Yes, well, there are quite a few alternatives and frameworks for event reporting, logging etc. But sometimes what you need is something small, simple and easy to maintain, without too much overhead and administration. This is what countem was intended for.

A very similar concept was used in production for event reporting at serendip. You can read some more about it here.

Concept

Counting application events in a distributed system has some pain-points.
If you want a full view of the entire system and not just per-node data, you need the counters to be aggregated in a central location. Since there can be a lot of events, this central location can be overwhelmed and become a bottleneck.

To deal with that, countem uses the following approach -

  • Persist the counters to a storage that supports atomic increments, for example MongoDB.
  • Aggregate the counters in memory on each node and update them in the persistent storage on a regular interval.
  • Local aggregation is not persistent. If a node fails the counters that were counted on that node since the last storage update will be lost.

This approach means that the overhead of reporting events with countem is rather small, and it can be used on a lot of nodes for counting a lot of events without affecting the storage too much.

There is, of course, some balance between the interval of persisting the counters and the reliability of the reports. A bigger interval means less load on the storage, but increases the danger of loosing some data if a node fails. So countem should not be used where data loss cannot be tolerated.

Usage

countem was designed to support multiple storage options.

To use countem you need to include countem-core, in addition to a persistent storage module.

Currently a MongoDB module is available at countem-store-mongodb.

To use countem as a Maven dependency add the following repository:

<repositories>
	<repository>
				<id>rore-releases</id>
				<url>https://github.com/rore/rore-repo/raw/master/releases</url>
	</repository>
</repositories>

Add the countem-core dependency:

<dependencies>
	<dependency>
				<groupId>im.rore</groupId>
				<artifactId>countem-core</artifactId>
				<version>0.0.1-SNAPSHOT</version>
	</dependency>
</dependencies>

And add a dependency for the desired storage module.

Incrementing counters

Updating counters is done using the Increment(collection, metric) method. Collection is a logical container for counters of the same system. Metric is the name of a specific counter.

For example:

// Increment by 1
MongoDBCollector.Increment("app-events", "MyMethod.calls");
// Increment by something
MongoDBCollector.Increment("app-events", "MyMethod.fetched", 5);

Getting counters

By default counters are collected per day (this can be changed by implementing a different storage module).

You can get counters for a specific collection and day -

val counters = MongoDBCollector.getCounters("app-events", date);

Passing null as the date will get the counters for the current day.

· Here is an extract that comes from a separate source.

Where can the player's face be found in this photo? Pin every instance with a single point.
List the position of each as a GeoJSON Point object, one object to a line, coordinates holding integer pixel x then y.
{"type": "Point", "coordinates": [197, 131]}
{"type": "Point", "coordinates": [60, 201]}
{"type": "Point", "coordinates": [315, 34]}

You can get counters in all collections with -

val counters = MongoDBCollector.getAllCounters(null);

Some internal details

countem uses akka for handling the collection of the counters. There are two groups of actors -

  • Collector actors - These actors receive the increment requests. They keep an in-memory map of counters. Since an actor processes requests in a serialized order no locking is needed.
  • Storage actors - Handles the updates in the persistent storage. Each collector actor sends an update request to the storage actors on a timed interval with the counters that where aggregated in memory.

The collector actors uses a resizable router. The maximum number of collectors can be overridden by providing setting for the "/collectActor" path using a custom akka configuration file. (See the default configuration for countem here).

A bigger number of collectors allows handling more events in parallel (with less queuing), but also means more hits on the storage on each update (every collector updates its own aggregated counts). Since updating the counters in memory by each collector is very fast, usually there is no need for increasing the number of collectors.